📅 2005-Aug-15 ⬩ ✍️ Ashwin Nanjappa ⬩ 🏷️ book, cryptography, dan brown, mystery ⬩ 📚 Archive
I read the novel Digital Fortress over the rainy weekend. This is Dan Brown’s first fictional work. The story involves the ultra secret NSA and its cryptographic department. The NSA has built a computer with 3 million processors named TRANSLTR which can crack any ciphertext using brute force. But, it is one day challenged with a ciphertext that it cannot crack. The creator of the new encryption algorithm named Digital Fortress threatens to go public with this algorithm if the NSA does not reveal to the world that it has been snooping on the world’s information using TRANSLTR. Wait, there is more. There is a chance that some of USA’s biggest secrets will be revealed to the world.

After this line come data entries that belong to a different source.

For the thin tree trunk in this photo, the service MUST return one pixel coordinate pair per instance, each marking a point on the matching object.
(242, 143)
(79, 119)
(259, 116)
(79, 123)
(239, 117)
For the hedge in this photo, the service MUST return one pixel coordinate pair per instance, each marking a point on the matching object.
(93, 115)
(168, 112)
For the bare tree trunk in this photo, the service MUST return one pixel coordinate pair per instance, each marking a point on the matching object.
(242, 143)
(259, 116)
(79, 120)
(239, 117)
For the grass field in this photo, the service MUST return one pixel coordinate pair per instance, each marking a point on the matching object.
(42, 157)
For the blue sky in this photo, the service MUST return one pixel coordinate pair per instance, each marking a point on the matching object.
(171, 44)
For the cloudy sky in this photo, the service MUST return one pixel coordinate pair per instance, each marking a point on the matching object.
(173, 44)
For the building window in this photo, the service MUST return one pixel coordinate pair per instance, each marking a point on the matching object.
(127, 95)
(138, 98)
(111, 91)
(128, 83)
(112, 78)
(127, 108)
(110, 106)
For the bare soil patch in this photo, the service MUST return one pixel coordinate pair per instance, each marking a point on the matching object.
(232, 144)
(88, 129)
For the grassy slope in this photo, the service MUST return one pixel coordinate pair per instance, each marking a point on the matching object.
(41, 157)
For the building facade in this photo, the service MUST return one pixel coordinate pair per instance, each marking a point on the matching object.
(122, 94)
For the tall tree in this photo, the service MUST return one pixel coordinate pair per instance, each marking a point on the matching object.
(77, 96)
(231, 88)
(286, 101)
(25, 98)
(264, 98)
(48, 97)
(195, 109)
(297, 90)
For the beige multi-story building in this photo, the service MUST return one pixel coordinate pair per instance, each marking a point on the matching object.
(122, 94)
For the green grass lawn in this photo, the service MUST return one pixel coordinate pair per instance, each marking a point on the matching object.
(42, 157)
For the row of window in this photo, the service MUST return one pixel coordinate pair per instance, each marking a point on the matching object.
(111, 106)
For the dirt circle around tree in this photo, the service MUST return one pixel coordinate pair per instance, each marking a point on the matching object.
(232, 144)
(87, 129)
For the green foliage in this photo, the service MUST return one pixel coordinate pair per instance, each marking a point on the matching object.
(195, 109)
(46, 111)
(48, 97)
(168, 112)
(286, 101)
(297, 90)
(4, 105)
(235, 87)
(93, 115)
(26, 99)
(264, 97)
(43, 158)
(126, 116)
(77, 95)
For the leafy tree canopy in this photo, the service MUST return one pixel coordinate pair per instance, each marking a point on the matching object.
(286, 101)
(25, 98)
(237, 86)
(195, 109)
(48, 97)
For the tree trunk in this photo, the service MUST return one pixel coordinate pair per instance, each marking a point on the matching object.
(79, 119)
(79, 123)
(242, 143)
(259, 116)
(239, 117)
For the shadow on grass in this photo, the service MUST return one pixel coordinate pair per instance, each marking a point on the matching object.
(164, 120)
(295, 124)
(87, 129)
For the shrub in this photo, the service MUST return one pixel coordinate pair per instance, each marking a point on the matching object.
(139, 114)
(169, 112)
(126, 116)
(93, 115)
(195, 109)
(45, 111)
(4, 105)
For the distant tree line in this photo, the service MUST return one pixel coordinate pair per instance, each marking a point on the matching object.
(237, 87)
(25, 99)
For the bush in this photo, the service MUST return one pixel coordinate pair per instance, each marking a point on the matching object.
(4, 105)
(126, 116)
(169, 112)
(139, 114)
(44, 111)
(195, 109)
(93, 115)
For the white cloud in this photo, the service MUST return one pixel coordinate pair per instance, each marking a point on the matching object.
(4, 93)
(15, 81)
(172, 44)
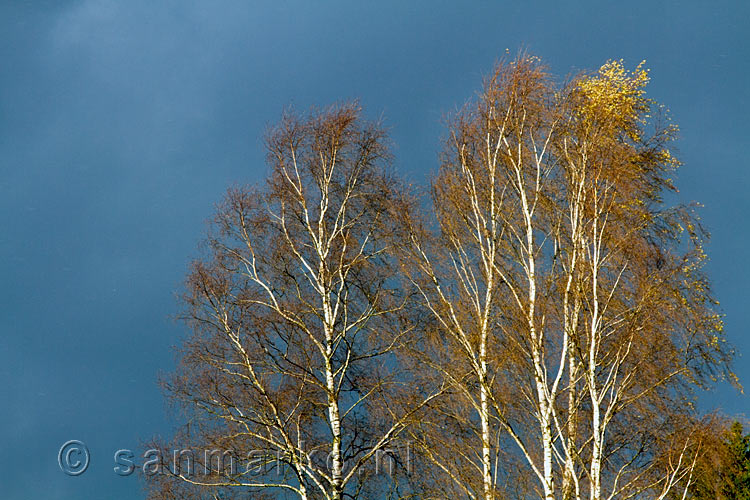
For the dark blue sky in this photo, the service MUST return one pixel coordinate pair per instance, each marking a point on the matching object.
(121, 124)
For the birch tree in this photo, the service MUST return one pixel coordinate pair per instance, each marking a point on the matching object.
(297, 313)
(570, 311)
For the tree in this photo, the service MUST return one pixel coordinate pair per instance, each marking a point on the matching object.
(570, 312)
(297, 315)
(723, 472)
(540, 333)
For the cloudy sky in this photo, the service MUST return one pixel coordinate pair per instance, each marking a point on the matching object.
(122, 124)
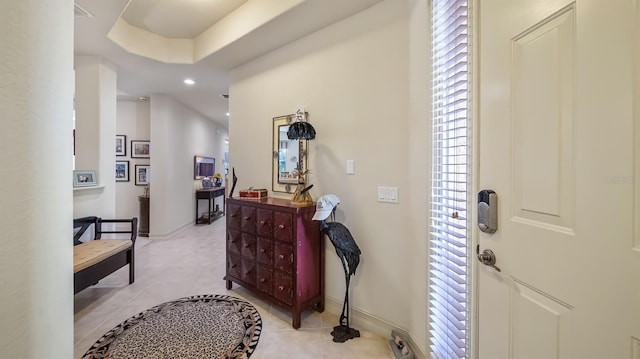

Compared to the popular The Da Vinci Code, Digital Fortress is amateurish, especially the first half of the novel. The main protagonist is a female cryptographer who is in love and has a fabulous figure to boot (as described by the author)! The book rests on cryptography, so the author tries to explain all the crypto jargon in layman terms. This read as quite funny to me in most of the cases. In parts of the book the EFF and the right to information also show up. Thankfully, by the the time I reached the second half, the book became a nail-biting page-turner with Brown throwing up twist after twist. Quite an enjoyable read.